年次有給休暇の取り扱いはトラブルが多い

労働者の方からの相談の中には年次有給休暇に関するものが多くあります。

多くの場合、「有給が取得できない」「ウチの会社には有給が無い」というもの。労働基準法では、年次有給休暇が10日以上付与される労働者には「労働者ごとに、年次有給休暇を付与した日(基準日)から1年以内に5日について、取得時季を指定して取得させなければならない」ことになっています。これが、年次有給休暇の「年5日の時季指定義務」です。
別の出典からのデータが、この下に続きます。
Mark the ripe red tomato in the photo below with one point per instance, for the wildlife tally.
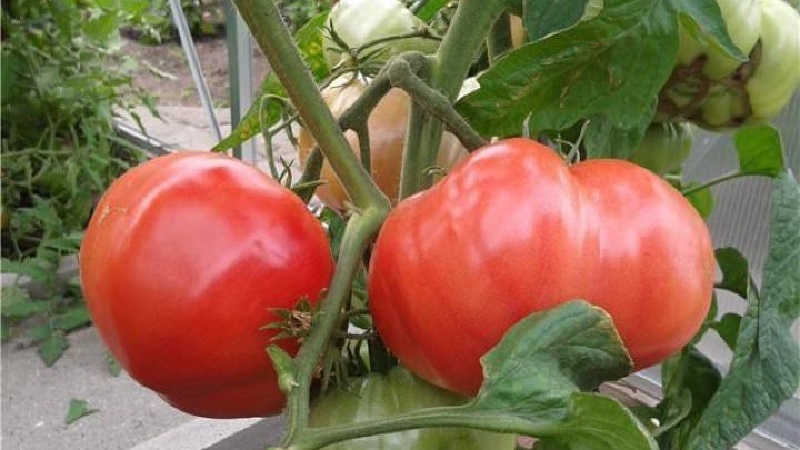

労働者の方が持参する就業規則を見せてもらうと、「年5日は会社が取得を強制する」などと面白い規定もあります。厚生労働省のリーフレットなどでは「時季指定に当たっては、労働者の意見を聴取しなければなりません。また、できる限り労働者の希望に沿った取得時季になるよう、聴取した意見を尊重するよう努めなければなりません。」「既に5日以上の年次有給休暇を請求・取得している労働者に対しては、使用者による時季指定をする必要はなく、また、することもできません。」とあります。

つまり、1日も取得していない従業員には5日の時季指定はできますが、3日取得している従業員には使用者が時季指定できる日数は2日となります。労働者が自由に利用できないのでは、法律の趣旨に反し、企業としてのイメージも悪く、あまり好ましい規定とはいえないでしょう。

「ウチの会社は有休が無い」と労働者が不満の声をあげる会社の就業規則にかぎって、「ボランティア休暇」や「リフレッシュ休暇」の規定を最近追加しているなど不思議な就業規則も見かけます。会社側にも色々と事情があると思いますが、実効性のない休暇制度を導入しても意味がありません。労使で話し合って、計画付与など年次有給休暇が取得しやすい制度を導入することが大切です。

年次有給休暇の「年5日の時季指定義務」が施行されもうすぐ1年半になります。今一度、従業員の年次有給休暇の取得状況を確認し、法律違反がないようにしましょう。